Cass. pen. Sez. I, Sent., (ud. 17-06-2011) 09-11-2011, n. 40646

Sentenza scelta dal dott. Domenico Cirasole direttore del sito giuridico http://www.gadit.it/

Svolgimento del processo – Motivi della decisione

1.- Con ordinanza resa all’udienza camerale del 12 luglio 2010 il GIP del tribunale di Roma, in funzione di giudice dell’esecuzione, rigettava l’incidente proposto da C.V. volto alla rideterminazione della pena espianda in relazione al provvedimento di cumulo emesso dal Procuratore della Repubblica presso il Tribunale di Roma in data 11 febbraio 2010.

Riteneva il giudice dell’esecuzione che i titoli in espiazione e le pene considerate dal PM ai fini dell’emissione del provvedimento di esecuzione di pene concorrenti fossero stati correttamente individuati a fronte della indeterminatezza delle doglianze.

2.- Propone ricorso per cassazione C.V. personalmente, lamentando, sostanzialmente la sola, assunta, carenza di contraddittorio in quanto il giudice dell’esecuzione non avrebbe consentito al suo difensore di contro dedurre a quanto contenuto nella memoria del PM. 3.- Il Procuratore Generale dott. Giuseppe Volpe, con atto depositato il 15 dicembre 2010, chiede che il ricorso sia dichiarato inammissibile con le conseguenze di legge.

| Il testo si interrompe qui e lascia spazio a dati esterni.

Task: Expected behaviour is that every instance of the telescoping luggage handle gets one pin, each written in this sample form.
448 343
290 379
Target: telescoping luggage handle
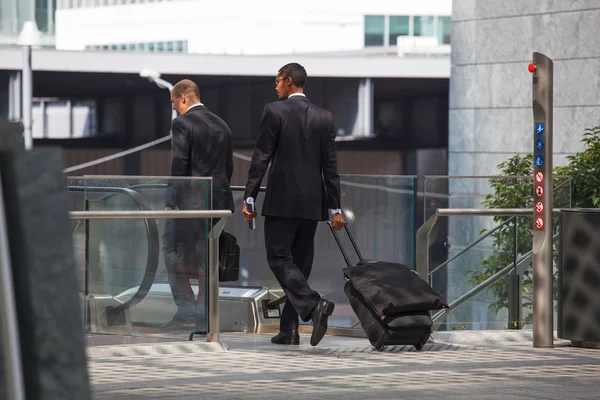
339 242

4.- Rileva il Collegio che il ricorso è inammissibile in quanto generico e non autosufficiente.

L’art. 606 c.p.p. elenca una serie tassativa di motivi di ricorso. Il ricorrente deve quindi prospettare una specifica doglianza in ordine alle argomentazioni poste a fondamento della decisione impugnata e non limitarsi a dedurne genericamente l’erroneità, ovvero richiamare sempre genericamente presunte violazioni procedurali peraltro non documentate e non riscontrabili in atti.

In altri termini l’atto di ricorso deve essere autosufficiente, nel senso che deve contenere la precisa prospettazione delle ragioni di diritto e degli elementi di fatto da sottoporre a verifica (v. per tutte Cass. 19 dicembre 2006, n. 21858).

E’ quindi inammissibile il ricorso per cassazione quando, come nel caso in esame, gli argomenti esposti non individuano le ragioni in fatto o in diritto per cui l’ordinanza impugnata sarebbe censurabile e non consentono, a cagione della loro assoluta genericità ed indeterminatezza, l’esercizio del controllo di legittimità sul provvedimento.

P.Q.M.

La Corte dichiara inammissibile il ricorso e condanna il ricorrente al pagamento dille spese processuali e della somma di Euro 500 (cinquecento) a favore della Cassa Ammende.

Testo non ufficiale. La sola stampa del bollettino ufficiale ha carattere legale.